Kombinasi farmakoterapi dan tetapi kognitifperilaku
dapat mempercepat efek atau kerja obat,
dan efek terapi dapat bertahan lama walaupun
obat telah dihentikan.
PEMBAHASAN
Pasien-pasien yang semacam ini banyak
diketemukan dalam praktek umum dan praktek
spesialis. Seperti yang telah digambarkan dalam
presentasi kasus, pasien yang semacam ini berobat
dengan keluhan yang samar-samar. Keluhan
tersebut disangka karena gangguan lainnya, namun
tak pernah terdiagnosis secara tepat, apalagi
terpikirkan bahwa gangguan ini merupakan
gangguan atau penyakit fobia sosial. Diagnosis
fobia sosial ditetapkan berdasarkan gejala-gejala
yang ditentukan antara lain ditandai dengan gejala
keringat dingin, deg-degan, perut mulas, pusing,
yang muncul setelah pasien harus berbicara di depan
umum. Tak ada niat untuk menghindar (beda dengan
kepribadian menghindar). Hanya saja pasien sudah
“membayar di depan” jangan-jangan akan “malumaluin”.
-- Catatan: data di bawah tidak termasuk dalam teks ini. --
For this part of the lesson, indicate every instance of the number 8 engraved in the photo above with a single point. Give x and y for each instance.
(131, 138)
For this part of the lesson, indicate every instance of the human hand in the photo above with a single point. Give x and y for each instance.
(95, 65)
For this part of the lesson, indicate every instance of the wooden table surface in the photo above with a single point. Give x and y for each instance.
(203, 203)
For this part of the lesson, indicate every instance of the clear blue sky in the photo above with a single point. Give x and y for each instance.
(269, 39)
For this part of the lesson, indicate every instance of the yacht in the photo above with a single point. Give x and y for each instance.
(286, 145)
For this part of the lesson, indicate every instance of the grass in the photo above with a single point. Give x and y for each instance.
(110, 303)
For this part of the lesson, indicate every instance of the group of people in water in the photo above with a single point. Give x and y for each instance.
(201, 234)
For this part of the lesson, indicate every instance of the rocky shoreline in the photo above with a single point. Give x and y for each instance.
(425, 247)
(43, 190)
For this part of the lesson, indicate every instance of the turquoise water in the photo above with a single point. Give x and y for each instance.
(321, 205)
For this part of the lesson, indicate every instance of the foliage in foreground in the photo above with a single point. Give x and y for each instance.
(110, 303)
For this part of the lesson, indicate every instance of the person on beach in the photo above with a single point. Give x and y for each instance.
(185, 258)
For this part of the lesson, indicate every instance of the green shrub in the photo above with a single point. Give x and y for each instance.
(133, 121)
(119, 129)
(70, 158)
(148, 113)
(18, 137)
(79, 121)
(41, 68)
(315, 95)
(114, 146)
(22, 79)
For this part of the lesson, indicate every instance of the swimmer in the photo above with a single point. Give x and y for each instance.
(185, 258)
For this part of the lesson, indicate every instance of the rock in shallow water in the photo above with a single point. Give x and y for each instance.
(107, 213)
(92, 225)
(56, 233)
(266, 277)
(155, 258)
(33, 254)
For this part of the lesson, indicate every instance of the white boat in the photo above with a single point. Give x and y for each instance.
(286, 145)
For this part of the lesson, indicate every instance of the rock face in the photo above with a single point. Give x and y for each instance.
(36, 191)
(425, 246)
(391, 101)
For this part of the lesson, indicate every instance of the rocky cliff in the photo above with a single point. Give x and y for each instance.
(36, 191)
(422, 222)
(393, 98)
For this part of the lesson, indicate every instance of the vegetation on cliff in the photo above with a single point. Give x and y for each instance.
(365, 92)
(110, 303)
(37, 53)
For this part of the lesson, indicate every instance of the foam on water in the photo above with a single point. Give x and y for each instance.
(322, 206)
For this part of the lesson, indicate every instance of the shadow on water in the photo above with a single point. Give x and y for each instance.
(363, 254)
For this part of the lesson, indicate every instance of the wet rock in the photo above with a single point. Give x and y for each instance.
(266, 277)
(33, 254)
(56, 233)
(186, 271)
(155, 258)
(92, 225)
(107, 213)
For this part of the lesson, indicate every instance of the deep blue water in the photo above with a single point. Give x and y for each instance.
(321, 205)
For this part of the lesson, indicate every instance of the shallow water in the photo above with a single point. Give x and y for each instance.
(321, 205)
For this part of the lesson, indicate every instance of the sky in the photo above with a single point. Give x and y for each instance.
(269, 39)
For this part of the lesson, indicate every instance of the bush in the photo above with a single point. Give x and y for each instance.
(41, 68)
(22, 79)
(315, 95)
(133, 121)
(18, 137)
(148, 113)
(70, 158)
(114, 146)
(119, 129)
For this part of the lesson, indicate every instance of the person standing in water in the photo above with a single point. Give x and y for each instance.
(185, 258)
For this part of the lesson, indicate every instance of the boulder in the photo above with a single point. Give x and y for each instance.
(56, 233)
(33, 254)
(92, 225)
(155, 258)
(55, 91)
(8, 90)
Kondisi ini khas untuk gejala fobia sosial,
karena pasien yang semacam ini selalu memprediksi
akan terjadi sesuatu, yang umumnya prediksi
tersebut selalu yang buruk.
Kalau ditelusuri ada beberapa gejala yang
mirip dengan serangan jantung. Karena kesan yang
sedemikian dan untuk menghindari salah diagnosik,
pasien dikonsulkan ke dokter ahli jantung.
Dilakukan EKG dan Echocardiography, tidak
menunjukkan kelainan pada organ tersebut. Pasien
mungkin mengalami gangguan pada saluran
pencernaan, terdapatnya keluhan perut mulas, yang
telah berlangsung dalam waktu cukup lama.
Pemeriksaan oleh dokter ahli penyakit dalam
mendapatkan tidak ada kelainan.
Berdasarkan data-data epidemiologi,
prevalensi fobia sosial cukup banyak (9-12 %). (12)
Kalau dikaitkan dengan jumlah penduduk Indonesia,
sebesar 200 juta orang, mudah dibayangkan bahwa
jumlah penderita fobia sosial sebesar 18-24 juta
orang. Kunci untuk diagnosis fobia sosial, selain
ketrampilan dalam berwawancara secara empati
(turut meraba rasakan), kemampuan menegakkan
diagnosis dan pemberian terapi yang adekwat.
KESIMPULAN
Fobia sosial merupakan gangguan yang
biasanya mulai timbul sejak dini dan bersifat kronik.
Bila tidak diobati akan dapat menimbulkan berbagai
keterbatasan dalam kehidupan sosial, aktivitas
profesional, kemampuan mencari nafkah, dan
kontribusi terhadap masyarakat luas. Fobia sosial
dapat terjadi komorbiditas (terjadi berdasarkan)
depresi, dengan penyakit penyalahgunaan zat
atau alkohol. Fobia sosial merupakan gangguan
yang kronik dan kepada pasien perlu dijelaskan
bahwa terapi membutuhkan waktu yang panjang.
Hendaklah dipilih obat yang aman dan efektif. Untuk
mencegah terjadinya kekambuhan, maka terapi obat
harus dikombinasi dengan psikoterapi.